I gamepad non sembrano possedere capacità rivoluzionarie: hanno sensori di movimento che, per quanto siano rinnovati, scaldano la minestra già servita al tempo dei Wii Remote. Gli appassionati speravano in un prodotto di convergenza. Il problema vero è che lo Switch sembra una console per smanettoni e non per tutti come la Wii. E sarebbe per molti un secondo tablet che fa meno cose del primo, siccome ha un sistema operativo chiuso. Da quanto vedo, non sembra comoda da portarsi a spasso come un 3DS e, una volta a casa, ha una grafica e una potenza ridicole rispetto a Xbox One e PS4, senza nemmeno tirare in ballo la PS4 Pro!
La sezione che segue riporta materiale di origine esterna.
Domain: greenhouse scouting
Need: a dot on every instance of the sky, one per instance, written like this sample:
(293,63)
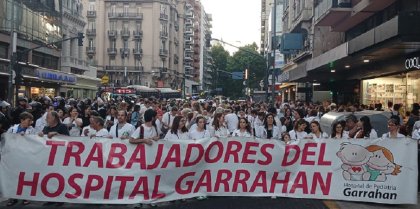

Inoltre non è il prodotto di rottura che i fan sognano da tempo: con il cuore infatti speravamo che la nuova console, ibrido tra portatile e casalinga, avrebbe sostituito anche tutta la generazione DS, 2DS e 3DS. E finalmente ci vedevamo a giocare un capitolo di Pokémon con una grafica decente e su una console moderna.

Con la testa, guardando i numeri duri e crudi, Nintendo sarebbe stata folle a pensionare delle console portatili con una base installata di oltre 200 milioni di unità, se sommiamo le vendite di DS e 3DS. E quindi ai fan come me non rimane che diventare più poveri di altri 300 e rotti euro, perché le console Nintendo sono come i dischi degli Iron Maiden, si comprano e basta, e sperare che non si tratti di un’altra Wii U. Ma la domanda più intrigante è: siamo di fronte a un nuovo flop o a un successo planetario inatteso, come accadde con la Wii?